Since this is a robot we follow https://discover.twitter.com/robots.txt instructions about what URLs we may fetch and at what rate (in fact we are more respectful than requested in robots.txt).
At the time of writing this REadme, content for this robots.txt is
User-agent: *
# Directories
Disallow: /includes/
Disallow: /misc/
Disallow: /modules/
Disallow: /profiles/
Disallow: /scripts/
Disallow: /themes/
# Files
Disallow: /cron.php
# Paths (clean URLs)
Disallow: /admin/
Disallow: /comment/reply/
Disallow: /filter/tips/
Disallow: /node/add/
# Paths (no clean URLs)
Disallow: /?q=admin/
Disallow: /?q=comment/reply/
Disallow: /?q=filter/tips/
Disallow: /?q=node/add/
Project has been developed under Ruby 2.1.1 using bundler to store and install used gems.
If you are familiar with Ruby and Bundler you can skip until the data requirements section, as there's nothing new here for you.
If you aren't experienced with Ruby here are some instructions for installing this project.
Unfortunately this instructions are for installations on a Linux (Debian or Ubuntu, in fact) as it is my work environment. I'm quite confident that this instructions may work on Mac too, but I can't guarantee it.
If you manage to install the project in other OS, please send me the instructions and I will append them here.
Git is a distributed revision control system.
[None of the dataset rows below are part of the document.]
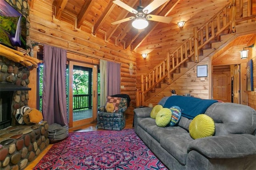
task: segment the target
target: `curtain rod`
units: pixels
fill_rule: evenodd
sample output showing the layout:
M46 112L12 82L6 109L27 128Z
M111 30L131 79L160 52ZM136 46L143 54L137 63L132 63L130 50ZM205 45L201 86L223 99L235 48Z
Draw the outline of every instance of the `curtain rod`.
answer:
M35 42L34 41L32 40L31 41L31 42L32 43L36 43L36 44L40 44L40 45L41 45L44 46L44 44L42 43L40 43L40 42ZM51 44L48 44L48 43L44 43L47 44L48 44L49 45L52 45ZM96 57L92 57L92 56L88 56L88 55L87 55L86 54L84 54L83 53L82 53L82 52L78 52L76 51L72 50L70 50L70 49L67 49L67 48L63 48L63 47L59 46L58 46L58 45L54 45L54 45L52 45L52 46L53 46L54 47L59 47L59 48L65 49L66 49L67 50L67 51L68 52L70 52L70 53L71 53L79 54L80 55L82 55L83 56L86 57L87 58L91 58L92 59L96 59L96 60L98 60L98 61L100 60L100 59L99 59L98 58L97 58L97 56L95 56Z

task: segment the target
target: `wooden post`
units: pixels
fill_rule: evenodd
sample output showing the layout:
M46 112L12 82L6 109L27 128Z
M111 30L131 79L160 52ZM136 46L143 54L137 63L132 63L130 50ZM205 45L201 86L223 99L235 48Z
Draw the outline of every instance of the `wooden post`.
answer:
M247 16L252 16L252 1L248 0L247 1ZM251 22L252 20L248 20L247 22Z
M141 86L140 88L141 89L141 91L142 92L144 92L144 78L143 77L143 75L142 74L140 76L140 83L141 83Z
M171 83L171 79L170 78L170 53L167 53L167 63L166 64L167 65L166 67L167 67L167 84L168 84L168 85Z
M199 62L199 50L198 49L198 34L197 32L198 30L197 27L194 28L194 62L198 63Z
M231 2L230 8L230 33L236 33L236 0Z
M144 92L141 93L141 105L144 106L145 105L145 97L144 96Z
M140 90L137 89L136 89L136 106L140 105Z

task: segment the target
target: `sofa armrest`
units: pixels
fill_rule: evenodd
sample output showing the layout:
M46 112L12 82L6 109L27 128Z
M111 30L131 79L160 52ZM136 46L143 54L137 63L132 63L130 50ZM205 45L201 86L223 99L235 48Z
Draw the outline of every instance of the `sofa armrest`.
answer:
M135 109L134 111L137 115L137 117L150 117L150 113L152 109L152 107L142 107Z
M200 138L190 142L188 153L192 150L196 150L210 158L255 156L256 136L242 134Z

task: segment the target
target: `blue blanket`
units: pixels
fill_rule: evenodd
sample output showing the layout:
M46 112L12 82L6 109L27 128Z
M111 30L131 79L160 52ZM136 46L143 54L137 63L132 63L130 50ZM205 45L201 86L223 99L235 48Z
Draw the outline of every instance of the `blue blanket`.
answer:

You can install it using apt wit the following command apt-get install git.
Git use is only mandatory if you want to clone or fork this repository. Otherwise you can just download the ZIP file at Github repo: https://github.com/wild-fire/twitter-graph-segmenter
First, download RVM from https://rvm.io/. RVM is a Ruby Version Manager that allows you to easily install rubies in your machine. I personally love it :)
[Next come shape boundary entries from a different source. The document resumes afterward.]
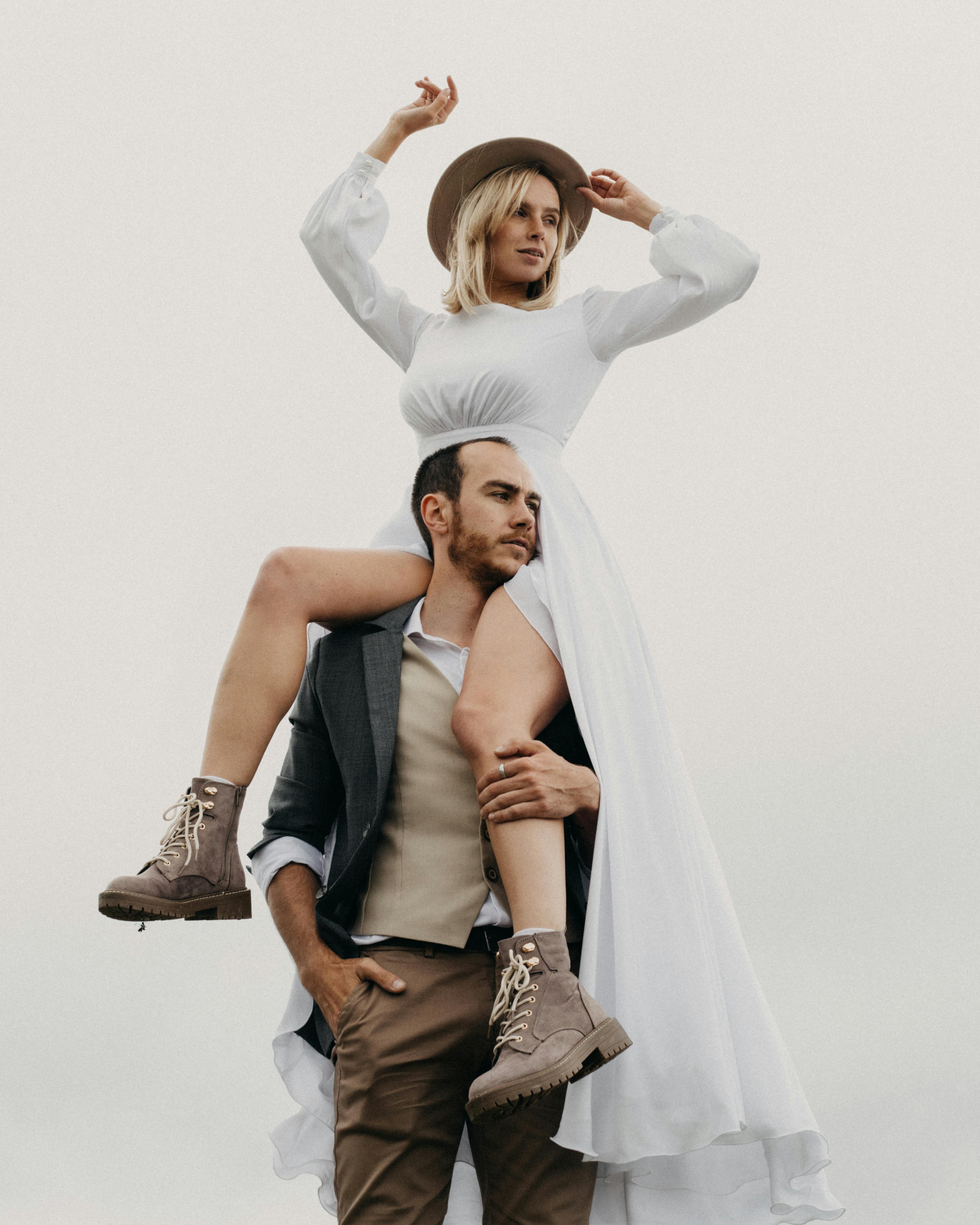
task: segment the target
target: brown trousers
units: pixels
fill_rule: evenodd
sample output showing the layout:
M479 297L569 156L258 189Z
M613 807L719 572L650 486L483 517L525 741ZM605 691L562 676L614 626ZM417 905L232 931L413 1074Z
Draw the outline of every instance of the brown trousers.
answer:
M396 996L361 982L341 1011L338 1225L439 1225L464 1125L484 1225L588 1225L595 1163L551 1142L564 1089L507 1118L467 1118L469 1085L494 1049L494 954L442 944L365 952L408 985Z

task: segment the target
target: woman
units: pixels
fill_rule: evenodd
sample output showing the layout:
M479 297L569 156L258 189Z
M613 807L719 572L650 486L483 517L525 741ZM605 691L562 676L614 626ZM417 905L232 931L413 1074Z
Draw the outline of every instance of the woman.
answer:
M457 102L452 81L441 91L418 83L421 97L314 206L303 238L348 312L405 370L402 412L421 453L503 435L543 494L540 557L486 606L454 730L483 778L500 766L495 745L533 736L570 695L601 780L581 978L615 1008L635 1046L603 1076L570 1087L556 1140L600 1163L598 1220L833 1219L842 1209L820 1172L826 1142L752 975L641 627L560 463L611 360L740 298L756 257L615 172L578 179L561 151L494 142L458 159L441 186L469 190L502 173L502 203L516 172L517 207L468 235L467 196L447 254L447 214L459 195L446 201L436 190L430 241L453 278L446 314L419 310L370 263L387 219L377 175L408 135L443 123ZM588 206L648 229L662 278L556 305L561 255L584 230ZM484 239L490 258L481 262L473 250ZM212 775L239 791L250 782L298 687L307 621L376 615L425 589L426 551L407 505L375 545L391 551L289 550L263 568L222 677L201 780ZM511 695L506 703L501 692ZM490 791L510 785L501 779ZM491 827L516 929L564 926L557 824ZM317 1127L331 1126L330 1104L321 1111L317 1096L327 1069L309 1058L301 1066L287 1051L290 1034L281 1038L281 1067L305 1110L278 1136L279 1169L326 1176L328 1163L314 1154L325 1143Z

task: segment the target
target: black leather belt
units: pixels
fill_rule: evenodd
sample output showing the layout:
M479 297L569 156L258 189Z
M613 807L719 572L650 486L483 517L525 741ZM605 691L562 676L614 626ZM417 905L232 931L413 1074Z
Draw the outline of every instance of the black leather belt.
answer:
M462 948L454 944L437 944L428 940L408 940L405 936L391 936L388 940L379 941L377 944L365 944L364 957L371 956L371 948L420 948L440 949L450 953L496 953L497 941L508 940L513 936L512 927L473 927L467 942Z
If you don't want to read all the website just type in bash curl -sSL https://get.rvm.io | bash.
Once you have installed RVM, installing Ruby 2.1.1 is as easy as typing rvm install 2.1.1
You can fork or clone this repo to download the code. If you don't want to use GIT then you can just download the zip file from Github.
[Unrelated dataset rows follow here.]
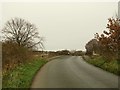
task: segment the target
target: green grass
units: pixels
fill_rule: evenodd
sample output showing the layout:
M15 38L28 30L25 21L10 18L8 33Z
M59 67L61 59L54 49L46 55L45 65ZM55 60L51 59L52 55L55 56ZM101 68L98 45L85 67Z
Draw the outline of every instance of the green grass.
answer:
M120 66L120 62L118 62L117 60L108 61L102 56L93 56L89 59L84 58L84 60L103 70L114 73L116 75L120 75L118 68Z
M30 88L36 72L46 63L43 59L35 59L22 64L3 75L3 88Z

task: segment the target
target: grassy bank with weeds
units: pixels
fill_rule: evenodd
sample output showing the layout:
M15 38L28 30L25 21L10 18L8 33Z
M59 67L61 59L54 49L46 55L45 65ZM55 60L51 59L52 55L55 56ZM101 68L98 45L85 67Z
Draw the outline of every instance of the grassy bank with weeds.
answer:
M88 63L96 67L99 67L103 70L114 73L116 75L120 75L119 68L118 68L120 66L120 61L119 62L117 60L108 61L102 56L92 56L89 58L88 56L83 56L83 58L85 61L87 61Z
M3 72L3 88L30 88L33 77L36 72L47 61L44 59L34 59L29 63L21 64L16 68Z

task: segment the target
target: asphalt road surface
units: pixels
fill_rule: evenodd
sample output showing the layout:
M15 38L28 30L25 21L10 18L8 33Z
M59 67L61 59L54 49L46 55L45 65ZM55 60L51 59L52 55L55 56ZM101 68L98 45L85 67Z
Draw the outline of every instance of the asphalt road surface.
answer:
M42 67L31 88L118 88L118 76L80 56L61 56Z

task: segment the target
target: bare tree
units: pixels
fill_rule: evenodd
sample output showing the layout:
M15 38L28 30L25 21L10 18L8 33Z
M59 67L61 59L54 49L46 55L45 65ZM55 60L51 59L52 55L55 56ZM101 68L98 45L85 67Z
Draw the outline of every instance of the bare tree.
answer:
M93 52L94 53L99 52L99 43L96 39L92 39L85 45L85 48L87 55L93 55Z
M39 36L34 24L21 18L13 18L5 24L3 30L5 40L27 48L43 48L43 38Z

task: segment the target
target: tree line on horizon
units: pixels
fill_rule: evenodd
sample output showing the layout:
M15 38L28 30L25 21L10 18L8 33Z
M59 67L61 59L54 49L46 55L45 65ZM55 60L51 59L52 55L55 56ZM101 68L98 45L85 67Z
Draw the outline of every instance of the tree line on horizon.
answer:
M109 18L107 30L95 34L85 48L86 54L98 54L107 60L120 60L120 18Z

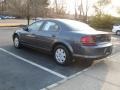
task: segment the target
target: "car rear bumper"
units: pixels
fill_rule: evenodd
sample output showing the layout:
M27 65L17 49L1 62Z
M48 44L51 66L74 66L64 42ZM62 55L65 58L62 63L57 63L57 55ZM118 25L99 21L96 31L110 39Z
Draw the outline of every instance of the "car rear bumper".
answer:
M112 48L111 43L92 47L83 46L80 48L79 53L75 53L73 56L75 58L102 59L111 55Z

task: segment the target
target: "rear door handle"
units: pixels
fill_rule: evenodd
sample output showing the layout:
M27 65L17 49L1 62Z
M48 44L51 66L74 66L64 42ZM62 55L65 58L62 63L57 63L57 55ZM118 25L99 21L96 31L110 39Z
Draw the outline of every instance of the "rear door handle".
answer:
M33 37L33 38L35 37L34 34L29 34L29 35L27 35L27 36L28 36L28 37Z
M56 37L55 35L52 35L52 37Z

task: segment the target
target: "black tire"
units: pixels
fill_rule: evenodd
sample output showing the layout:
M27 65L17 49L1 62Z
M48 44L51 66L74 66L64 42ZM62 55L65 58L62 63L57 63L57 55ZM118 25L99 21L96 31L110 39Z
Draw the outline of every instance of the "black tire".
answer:
M58 50L64 50L64 53L65 53L65 60L63 60L63 62L60 62L57 58L57 51ZM70 53L70 51L63 45L58 45L54 48L54 52L53 52L53 56L54 56L54 59L56 61L57 64L60 64L60 65L69 65L71 64L72 60L73 60L73 57L72 57L72 54Z
M18 41L18 44L16 44L17 41ZM17 35L14 36L13 43L14 43L14 47L15 47L15 48L18 48L18 49L19 49L19 48L22 47L22 45L21 45L21 43L20 43L20 40L19 40L19 37L18 37Z
M120 36L120 30L118 30L118 31L116 32L116 35L119 35L119 36Z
Enter your code directory and run rvm use 2.1.1@twitter-graph-segmenter --create --ruby-version. This will create a RVM gemset and set this folder pointing to that gemset.
Now you can run bundle install and install all the required gems. If you receive an error because bundle is not recognized just run gem install bundler and then bundle install
This repo have just one script run by typing bin/first_tweet.rb with two commands (user and users).
user command receives the name of a user and displays in the standard output its first tweet. (i.e. bin/first_tweet.rb user SciencePorn)
users command receives a file in TSV format with user ids, names and signup dates and stores in a TSV file the id, date, user id and tweet text of the first tweet of each user.
users command uses a file with information about the users whose first tweet we want to fetch.
An example of that file would be
47 kellan 2006-03-24 04:13:02 +0100
70 shannon 2006-04-01 21:30:51 +0200
96 garo 2006-04-09 19:31:28 +0200
108 ilona 2006-04-14 08:42:02 +0200
Since the users command only use the users name to retrieve its first tweet, first and third column doesn't need to be accurate at all.
users command stores its results in a TSV file with 4 columns: tweet id, tweet date, user id and tweet text.
230 2006-03-24 04:13:02 +0100 47 just setting up my twitter
870 2006-04-01 21:30:51 +0200 70 just setting up my twitter
2123 2006-04-14 08:42:02 +0200 108 just setting up my twitter
You can fork the repo and do any modification you want (including documentation). Then make a pull request so I can consider its inclusion in my repo.
You can also discuss anything in the issues section. Any comment will be appreciated.